Reader, if you seek his monument, look around.
MTV

The first [remote], dubbed the Lazy Bones, was a small, grenade-shaped unit with a cable that literally tethered it to the TV. It was good for changing channels and tripping pets and old people. Zenith's second remote used "a magic beam of light" to change channels and adjust volume. The "Flash-matic" looked like a prop from a low-budget sci-fi movie and worked slightly better, especially in cloudy climates. In sunnier regions, however, light streaming in from an open window could duplicate the Flash-matic's actions. Just when you were about to find out if Meta Bauer really had murdered her ex-husband on The Guiding Light, all might go silent. Zenith founder E.F. McDonald felt a better solution was needed.

The Space Command had quirks of its own. The ultrasonic tones it emitted, undetectable to the human ear, often caused dogs to flinch and howl. Jangling key chains and ringing telephones could inadvertently change the channel. But the Space Command worked well enough to satisfy McDonald, and it stayed in production long enough to normalize the idea that TV could be a more interactive, two-way medium….

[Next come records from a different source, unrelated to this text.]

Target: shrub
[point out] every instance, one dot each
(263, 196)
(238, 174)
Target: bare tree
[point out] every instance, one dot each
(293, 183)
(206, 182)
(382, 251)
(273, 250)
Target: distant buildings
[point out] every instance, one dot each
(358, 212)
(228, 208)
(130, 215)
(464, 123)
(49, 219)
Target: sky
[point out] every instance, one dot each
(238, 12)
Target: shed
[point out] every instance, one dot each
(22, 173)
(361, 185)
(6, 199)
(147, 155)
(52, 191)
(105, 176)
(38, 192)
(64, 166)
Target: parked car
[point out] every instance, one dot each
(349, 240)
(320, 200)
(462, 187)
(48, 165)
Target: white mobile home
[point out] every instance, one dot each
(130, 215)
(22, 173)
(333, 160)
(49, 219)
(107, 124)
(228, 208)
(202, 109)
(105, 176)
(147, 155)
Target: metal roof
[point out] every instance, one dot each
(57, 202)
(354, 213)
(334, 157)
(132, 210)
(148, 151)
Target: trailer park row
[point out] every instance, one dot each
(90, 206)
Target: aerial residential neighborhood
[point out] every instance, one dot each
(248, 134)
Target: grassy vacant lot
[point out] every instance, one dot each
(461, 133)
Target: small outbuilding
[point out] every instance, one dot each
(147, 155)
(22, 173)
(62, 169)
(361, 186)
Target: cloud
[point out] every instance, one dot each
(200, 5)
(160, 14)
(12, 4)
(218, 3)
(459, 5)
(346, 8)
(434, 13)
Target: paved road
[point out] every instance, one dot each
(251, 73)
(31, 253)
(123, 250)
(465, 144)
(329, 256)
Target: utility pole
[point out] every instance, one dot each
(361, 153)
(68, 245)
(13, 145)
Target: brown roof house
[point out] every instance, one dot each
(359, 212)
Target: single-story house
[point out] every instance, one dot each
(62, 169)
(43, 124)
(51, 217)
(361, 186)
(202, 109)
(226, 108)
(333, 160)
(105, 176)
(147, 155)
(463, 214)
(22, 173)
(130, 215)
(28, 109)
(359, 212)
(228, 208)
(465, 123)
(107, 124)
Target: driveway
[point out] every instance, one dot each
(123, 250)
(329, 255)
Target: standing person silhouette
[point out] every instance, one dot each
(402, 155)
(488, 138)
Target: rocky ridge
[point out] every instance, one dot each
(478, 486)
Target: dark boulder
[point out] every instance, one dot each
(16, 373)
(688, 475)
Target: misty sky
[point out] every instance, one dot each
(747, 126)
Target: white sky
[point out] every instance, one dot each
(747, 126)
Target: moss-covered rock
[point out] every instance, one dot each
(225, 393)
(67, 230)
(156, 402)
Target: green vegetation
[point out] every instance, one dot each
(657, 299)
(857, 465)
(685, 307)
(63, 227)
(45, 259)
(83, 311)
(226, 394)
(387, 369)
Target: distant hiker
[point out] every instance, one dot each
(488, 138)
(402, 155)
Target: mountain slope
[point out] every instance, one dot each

Once viewers started conducting their own Nielsen ratings every few seconds, TV had to grow more responsive, more competitive. Good night and good luck, Edward R. Murrow and Playhouse 90. We wanted Jethro and Ellie Mae on The Beverly Hillbillies, people devouring pig rectums on Fear Factor, cops tasering protesters on YouTube. Thanks to the Space Command, we got exactly the media we desired, and deserved.

Polley didn't invent the Space Command and its successors, but those other engineers stood on his shoulders, or rested on his barcalounger, or whatever the appropriate metaphor is for a topic like this. So even with their sunshine problems, Polley and his Flash-Matic have as good a claim as anyone to the shift in perception that came when we gained the power to change everything onscreen with a small movement of a finger. Film editors had already altered our worldview with wipes, dissolves, and cuts; but now the viewer could insert her own cuts, jumping merrily from Kraft Television Theater to I've Got a Secret to the static on channel four. As the number of channels multiplied, our private montages grew ever stranger, one disconnected image piling onto another as we groped toward a program worth watching for more than a few seconds at a time. Every Man an Eisenstein.

We're living in Andre Breton's world.
James Sebor

In 1951, four years before Polley's invention arrived, the surrealist capo Andre Breton described his favorite way to watch movies. As a young man, he wrote, he had appreciated

nothing so much as dropping into the cinema when whatever was playing was playing, at any point in the show, and leaving at the first hint of boredom–of surfeit–to rush off to another cinema where we behaved the same way, and so on (obviously this practice would be too much of a luxury today). I have never known anything more magnetising: it goes without saying that more often than not we left our seats without even knowing the title of the film which was of no importance to us anyway.

What was too much of a luxury then is cheap and easy now. The surrealist practice became standard suburban behavior, something to do from the comfort of your couch while munching on some Cheetos and drinking a beer. Thank you, Eugene Polley.